Which one is Biblical?
The answer of course is both. Evangelism and preparing are clear themes in the New Testament and are central to the mission of the church. After the Holy Spirit came and filled the believers in Acts 2, evangelism was the immediate result:
36 Let all the house of Israel therefore know for certain that God has made him both Lord and Christ, this Jesus whom you crucified.” 37 Now when they heard this they were cut to the heart, and said to Peter and the rest of the apostles, “Brothers, what shall we do?” 38 And Peter said to them, “Repent and be baptized every one of you in the name of Jesus Christ for the forgiveness of your sins, and you will receive the gift of the Holy Spirit (Acts 2:36-38).
Even under persecution, the disciples turned apostles preached fearlessly. When worse persecution broke out and they fled, they preached the Gospel as they went:
4 Now those who were scattered went about preaching the word. 5 Philip went down to the city of Samaria and proclaimed to them the Christ. (Acts 8:4-5).
But just as the proclamation of the Gospel was central, so too was preparing believers to be strong when compromise was attractive. This required clear teaching about the cost of following Jesus.
12 Beloved, do not be surprised at the fiery trial when it comes upon you to test you, as though something strange were happening to you. 13 But rejoice insofar as you share Christ’s sufferings, that you may also rejoice and be glad when his glory is revealed. 14 If you are insulted for the name of Christ, you are blessed, because the Spirit of glory and of God rests upon you (1 Peter 4:12).
In one of the most heartfelt exhortations of the apostle Paul, he tells his protegè Timothy to do what Andrew Brunson told us:
12 Indeed, all who desire to live a godly life in Christ Jesus will be persecuted, 13 while evil people and impostors will go on from bad to worse, deceiving and being deceived. 14 But as for you, continue in what you have learned and have firmly believed, knowing from whom you learned it 15 and how from childhood you have been acquainted with the sacred writings, which are able to make you wise for salvation through faith in Christ Jesus. 16 All Scripture is breathed out by God and profitable for teaching, for reproof, for correction, and for training in righteousness, 17 that the man of God may be complete, equipped for every good work.

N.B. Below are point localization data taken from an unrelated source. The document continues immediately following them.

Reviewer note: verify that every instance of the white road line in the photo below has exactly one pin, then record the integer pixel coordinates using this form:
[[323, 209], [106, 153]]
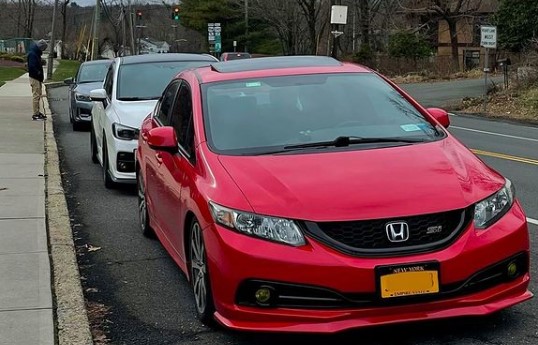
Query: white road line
[[496, 134], [532, 221]]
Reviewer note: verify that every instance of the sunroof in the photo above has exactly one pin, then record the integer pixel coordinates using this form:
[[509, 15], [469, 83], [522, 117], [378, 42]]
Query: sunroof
[[274, 63]]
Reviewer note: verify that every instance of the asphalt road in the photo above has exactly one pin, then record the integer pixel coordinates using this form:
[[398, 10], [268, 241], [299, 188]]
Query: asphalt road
[[148, 300]]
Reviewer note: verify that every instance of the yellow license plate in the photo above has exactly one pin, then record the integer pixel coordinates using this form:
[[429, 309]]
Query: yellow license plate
[[409, 283]]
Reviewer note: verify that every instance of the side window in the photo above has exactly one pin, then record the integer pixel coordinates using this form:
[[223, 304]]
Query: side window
[[165, 107], [109, 81], [182, 120]]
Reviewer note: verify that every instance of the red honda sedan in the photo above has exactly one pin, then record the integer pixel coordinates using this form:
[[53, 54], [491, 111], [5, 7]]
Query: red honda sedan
[[302, 194]]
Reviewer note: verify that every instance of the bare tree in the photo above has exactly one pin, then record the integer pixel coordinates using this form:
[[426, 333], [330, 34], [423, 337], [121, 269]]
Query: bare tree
[[451, 11], [312, 11]]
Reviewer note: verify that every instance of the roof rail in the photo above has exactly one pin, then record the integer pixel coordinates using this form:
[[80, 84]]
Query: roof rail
[[275, 62]]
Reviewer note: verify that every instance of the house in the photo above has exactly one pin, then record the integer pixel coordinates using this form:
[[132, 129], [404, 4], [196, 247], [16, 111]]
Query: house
[[150, 46], [469, 35]]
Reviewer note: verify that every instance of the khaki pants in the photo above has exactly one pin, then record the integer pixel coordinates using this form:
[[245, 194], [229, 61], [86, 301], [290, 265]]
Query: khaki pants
[[36, 94]]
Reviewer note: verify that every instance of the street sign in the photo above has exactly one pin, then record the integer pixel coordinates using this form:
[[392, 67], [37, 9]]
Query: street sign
[[488, 37], [338, 14]]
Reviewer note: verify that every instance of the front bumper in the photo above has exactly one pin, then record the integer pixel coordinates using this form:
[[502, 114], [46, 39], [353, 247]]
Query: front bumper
[[235, 259]]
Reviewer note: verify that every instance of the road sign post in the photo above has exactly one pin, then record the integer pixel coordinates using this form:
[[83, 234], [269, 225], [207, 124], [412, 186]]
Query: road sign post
[[214, 38], [488, 40]]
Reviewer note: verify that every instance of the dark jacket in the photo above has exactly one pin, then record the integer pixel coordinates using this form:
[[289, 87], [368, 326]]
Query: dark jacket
[[35, 68]]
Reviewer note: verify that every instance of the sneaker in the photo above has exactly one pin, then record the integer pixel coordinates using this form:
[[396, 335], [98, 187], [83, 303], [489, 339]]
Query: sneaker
[[39, 117]]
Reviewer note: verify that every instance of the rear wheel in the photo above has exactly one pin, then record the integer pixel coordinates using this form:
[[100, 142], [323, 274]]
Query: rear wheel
[[200, 276], [143, 215]]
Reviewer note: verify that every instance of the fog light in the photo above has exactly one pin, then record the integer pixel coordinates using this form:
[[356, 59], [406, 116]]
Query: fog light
[[263, 295], [512, 269]]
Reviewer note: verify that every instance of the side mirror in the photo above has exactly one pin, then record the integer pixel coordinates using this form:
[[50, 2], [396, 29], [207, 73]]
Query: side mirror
[[98, 95], [440, 115], [162, 139]]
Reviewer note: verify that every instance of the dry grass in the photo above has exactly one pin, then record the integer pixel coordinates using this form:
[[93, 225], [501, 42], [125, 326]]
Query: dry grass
[[518, 105]]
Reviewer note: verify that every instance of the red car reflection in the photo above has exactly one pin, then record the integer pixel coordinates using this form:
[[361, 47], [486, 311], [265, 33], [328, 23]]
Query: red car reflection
[[301, 194]]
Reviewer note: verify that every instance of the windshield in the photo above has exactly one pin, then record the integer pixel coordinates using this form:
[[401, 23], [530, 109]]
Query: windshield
[[92, 73], [264, 115], [148, 80]]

4 I charge you in the presence of God and of Christ Jesus, who is to judge the living and the dead, and by his appearing and his kingdom: 2 preach the word; be ready in season and out of season; reprove, rebuke, and exhort, with complete patience and teaching. 3 For the time is coming when people will not endure sound teaching, but having itching ears they will accumulate for themselves teachers to suit their own passions, 4 and will turn away from listening to the truth and wander off into myths. 5 As for you, always be sober-minded, endure suffering, do the work of an evangelist, fulfill your ministry (2 Timothy 3:12-4:5).
Preparing and promoting. We must “do the work of an evangelist.” We must also “preach the word . . . for the time is coming when people will not endure sound teaching . . .”
I feel tension between the two. You might too. How do you winsomely share the Gospel with your cousin who can’t stand the Christians who think everyone else is going to hell, and you don’t believe that do you? How do you practice kindness and patience in the workplace when the dang place should be called the wokeplace (new word!) judging by the trainings and memos coming out of corporate headquarters?
NAPC is a church that welcomes sinners of any kind and loves them. We are also clearly and unapologetically Biblical regarding the most important and contentious issues of our time. As we have described in the past, we aim to be “high invitation, high challenge,” like Jesus was. Both are crucial, and both are the requisite for faithfulness. May God grant that we prepare the flock and promote the Gospel with love, grace, and courage.